We’ve made the drive from Phoenix to Flagstaff a number of times, but we are still amazed by the effects on vegetation we see as the elevation changes: suddenly, there are Saguaros, then there are not. Then fields of dessert flowers, then not. Then forests as you pass through Flagstaff, then they mostly disappear into the desolation of northern Arizona.
To cross the Colorado River east of the Grand Canyon we went across the new Navajo Bridge over the Marble Canyon. The original bridge is still there, so you can stop and walk across it. Some 466′ above the river!
Our original plans were to head to Park City for a couple of months before continuing north. I guess this is a good time to tell you we are both taking 3 months off from work to drive through Alaska this summer! That’s why Sue has been working full time since last fall as a compensation to her employer. However, due to being assigned a 2.5 month job in Mesa (near Phoenix), we decided to go stay there. Well, it was interesting. More on that later…The drive from Denver to Phoenix took two full days. The first was 480 miles from Fort Garland, CO to Flagstaff, AZ – our longest day drive yet. Crossing the continental divide is always stressful but beautiful.
Since Sue’s son and daughter-in-law moved to Denver last December, we decided to re-visit and spend some time in that area this spring. We added two more RV parks to the list of places where we have stayed more than once. Garden of the Gods RV Resort is in Manitou Springs with breathtaking views of Pike’s Peak, and Cherry Creek Park in Denver. We spent a day at Copper with Jay, Virginia and her parents, Chris and Connie, who we got to see for the first time since the wedding last August. The conditions were excellent but we struggled with the altitude. Talk about feeling old!

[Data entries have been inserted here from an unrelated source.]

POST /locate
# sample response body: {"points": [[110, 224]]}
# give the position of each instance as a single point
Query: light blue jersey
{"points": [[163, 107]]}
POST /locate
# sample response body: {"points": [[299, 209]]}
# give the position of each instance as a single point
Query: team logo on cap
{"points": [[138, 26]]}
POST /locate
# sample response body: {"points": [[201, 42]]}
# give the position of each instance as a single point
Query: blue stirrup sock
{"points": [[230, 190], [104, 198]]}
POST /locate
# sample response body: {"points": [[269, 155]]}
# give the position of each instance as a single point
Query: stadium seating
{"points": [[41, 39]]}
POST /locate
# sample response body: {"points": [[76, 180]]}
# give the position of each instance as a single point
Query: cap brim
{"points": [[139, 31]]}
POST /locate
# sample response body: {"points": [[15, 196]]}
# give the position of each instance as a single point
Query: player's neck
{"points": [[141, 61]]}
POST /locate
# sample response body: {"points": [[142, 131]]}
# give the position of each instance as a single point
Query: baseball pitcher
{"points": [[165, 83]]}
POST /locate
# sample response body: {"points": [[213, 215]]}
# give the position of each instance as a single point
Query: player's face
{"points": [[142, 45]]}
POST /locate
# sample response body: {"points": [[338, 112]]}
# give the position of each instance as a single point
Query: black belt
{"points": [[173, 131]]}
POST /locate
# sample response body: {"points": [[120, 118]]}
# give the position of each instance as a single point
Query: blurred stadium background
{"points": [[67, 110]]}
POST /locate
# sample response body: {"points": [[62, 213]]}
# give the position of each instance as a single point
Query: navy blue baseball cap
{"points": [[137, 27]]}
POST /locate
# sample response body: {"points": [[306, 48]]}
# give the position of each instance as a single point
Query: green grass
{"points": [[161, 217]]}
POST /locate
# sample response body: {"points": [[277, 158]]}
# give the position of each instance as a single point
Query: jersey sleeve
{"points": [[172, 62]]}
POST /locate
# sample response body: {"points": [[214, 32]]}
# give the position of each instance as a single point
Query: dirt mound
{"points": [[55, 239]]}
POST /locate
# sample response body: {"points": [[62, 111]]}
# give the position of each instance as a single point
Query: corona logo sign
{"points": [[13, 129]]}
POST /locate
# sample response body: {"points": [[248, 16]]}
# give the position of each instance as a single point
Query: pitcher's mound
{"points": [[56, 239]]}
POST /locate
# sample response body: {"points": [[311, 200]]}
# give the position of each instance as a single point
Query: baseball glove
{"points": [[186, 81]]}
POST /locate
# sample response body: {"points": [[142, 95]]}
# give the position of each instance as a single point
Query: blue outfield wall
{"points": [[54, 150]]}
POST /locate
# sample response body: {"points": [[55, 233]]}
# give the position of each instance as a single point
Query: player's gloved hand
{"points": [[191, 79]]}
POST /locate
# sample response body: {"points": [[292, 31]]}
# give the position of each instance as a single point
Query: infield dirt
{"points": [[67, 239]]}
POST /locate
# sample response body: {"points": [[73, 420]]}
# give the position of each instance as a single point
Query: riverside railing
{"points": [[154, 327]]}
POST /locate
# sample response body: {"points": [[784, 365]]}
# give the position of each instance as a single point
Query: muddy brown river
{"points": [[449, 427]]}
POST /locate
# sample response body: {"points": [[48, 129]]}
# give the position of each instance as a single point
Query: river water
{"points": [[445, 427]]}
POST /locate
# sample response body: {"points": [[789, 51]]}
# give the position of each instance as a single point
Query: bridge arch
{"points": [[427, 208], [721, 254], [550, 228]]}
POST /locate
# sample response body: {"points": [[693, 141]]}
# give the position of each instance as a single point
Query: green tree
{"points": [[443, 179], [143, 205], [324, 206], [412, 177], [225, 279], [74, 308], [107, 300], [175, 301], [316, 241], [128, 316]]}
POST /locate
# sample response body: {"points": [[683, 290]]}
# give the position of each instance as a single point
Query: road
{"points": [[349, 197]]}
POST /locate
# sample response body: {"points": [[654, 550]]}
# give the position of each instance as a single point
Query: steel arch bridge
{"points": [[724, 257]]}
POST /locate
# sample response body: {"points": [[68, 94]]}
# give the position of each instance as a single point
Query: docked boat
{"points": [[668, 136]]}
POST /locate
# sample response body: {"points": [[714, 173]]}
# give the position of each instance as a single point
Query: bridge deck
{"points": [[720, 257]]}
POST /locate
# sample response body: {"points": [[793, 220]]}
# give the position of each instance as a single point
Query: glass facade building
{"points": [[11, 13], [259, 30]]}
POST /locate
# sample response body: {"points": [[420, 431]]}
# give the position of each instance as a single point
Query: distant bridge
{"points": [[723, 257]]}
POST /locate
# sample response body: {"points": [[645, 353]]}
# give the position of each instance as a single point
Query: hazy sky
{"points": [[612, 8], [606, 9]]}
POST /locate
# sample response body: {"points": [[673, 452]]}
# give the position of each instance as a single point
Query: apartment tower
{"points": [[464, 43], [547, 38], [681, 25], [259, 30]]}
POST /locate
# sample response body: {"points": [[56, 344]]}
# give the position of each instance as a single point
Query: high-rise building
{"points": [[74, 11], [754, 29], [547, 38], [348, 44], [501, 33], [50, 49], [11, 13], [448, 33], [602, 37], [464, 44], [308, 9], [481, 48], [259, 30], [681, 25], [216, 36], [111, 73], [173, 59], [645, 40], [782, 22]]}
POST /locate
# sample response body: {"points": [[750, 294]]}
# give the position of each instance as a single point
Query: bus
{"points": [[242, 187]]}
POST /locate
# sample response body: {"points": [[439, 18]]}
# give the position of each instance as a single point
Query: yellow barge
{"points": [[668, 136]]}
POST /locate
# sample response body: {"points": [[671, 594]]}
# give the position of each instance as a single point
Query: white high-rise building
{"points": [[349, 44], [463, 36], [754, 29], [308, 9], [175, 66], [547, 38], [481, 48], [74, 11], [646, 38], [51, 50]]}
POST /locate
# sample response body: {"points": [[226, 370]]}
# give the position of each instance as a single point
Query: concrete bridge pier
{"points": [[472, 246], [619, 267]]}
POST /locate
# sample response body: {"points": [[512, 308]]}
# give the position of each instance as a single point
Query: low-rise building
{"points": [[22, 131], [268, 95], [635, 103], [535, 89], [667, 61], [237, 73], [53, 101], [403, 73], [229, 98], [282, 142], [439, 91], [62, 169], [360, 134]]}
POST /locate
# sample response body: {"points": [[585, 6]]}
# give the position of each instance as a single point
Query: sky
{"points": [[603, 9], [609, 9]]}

Sue had another long term work assignment in an area where we could park and stay, reducing the amount of flying she had to do. The office is in downtown Fort Worth, but we stayed about 1/2 hour away in Arlington, which is a major bedroom community for the Dallas/Fort Worth area. It’s also where Six Flags Over Texas is, and it was strange for Sue to remember that she had been there with her family when she was about 5 years old.
We found a nice, quiet park called Treetops and got a spacious spot for a month with trees all around. The weather was alternately wintery (no snow but freezing at night) and summery (80s). It was a gorgeous night for the Superbowl!
Daughters, parents, family, friends, holidays, birthdays… beautiful Florida weather, kayaks, motor boats, amusement parks, shooting range, golf, RC sailing, fireworks and lots of great food. It is no surprise that our stay in Naples was a special time.
Sue has decided to work full time again to fill the coffers. Her first assignment was covering for a maternity leave in Miami for September and October. We stayed at the same county park campground that we had 2 years ago when we met Ziggy the pig (Larry and Penny Thompson Park). The first week we walked all over the park looking for Ziggy’s rv but he was not there. After some research, Jeff found Ziggy’s Facebook page! His family has moved to North Carolina, started a rescue farm and promotes a vegan lifestyle. They previously toured the country in their motor home with Ziggy the Piggy and got lots of footage of him frolicking in many locations! Here’s the link: http://www.ziggythetravelingpiggy.com/
We were initially going to spend a month in Franklin, NC, but at the last minute we spent 2 weeks cat-sitting Nigel and Jeffery while Jay and Virginia were on their honeymoon. Luckily, Monty fit in their driveway so we had easy access to all our stuff. We spent most of the nights in the house so the cats wouldn’t be lonely and experienced the joy of playful, early-rising kitties. Their idea of rising involves knocking the bedroom door down, face-walking and toe-biting. They are very accepting of strangers!
The whole reason we came east for the summer was to attend my son Jason’s wedding to Virginia Hall in August. A gorgeous farm in the Catskills had been chosen and we were thrilled to find out there was an RV-friendly campground 2 miles from the venue. We arrived a week early to have some family time with my brothers and their children and grandchildren.
Wolfeboro, NH is an idyllic small town where I grew up and Jeff’s parents spend the summer. Their condo on the lake is a magnet for their children, grandchildren and great-grandchildren in the summer. We stayed nearby for six weeks to enjoy family and fun-in-the-sun.
We zoomed across the country from Denver to Columbus to New Jersey with tornadoes following us one day behind. Since Sue’s son’s wedding was planned for August in upstate New York, we decided to spend the summer in the northeast and see family.
Our first stop was Branchville, NJ. Jason and Virginia live in Blairstown but there were no campgrounds nearby that could handle our large rig. The dates were also complicated by Memorial Day weekend when lots of places were already booked. We ended up at Kymer’s Campground. This was a large, family-oriented campground with a combination of summer residents (where the RV’s never leave and all manner of deck and screen porch have been added on) and weekenders.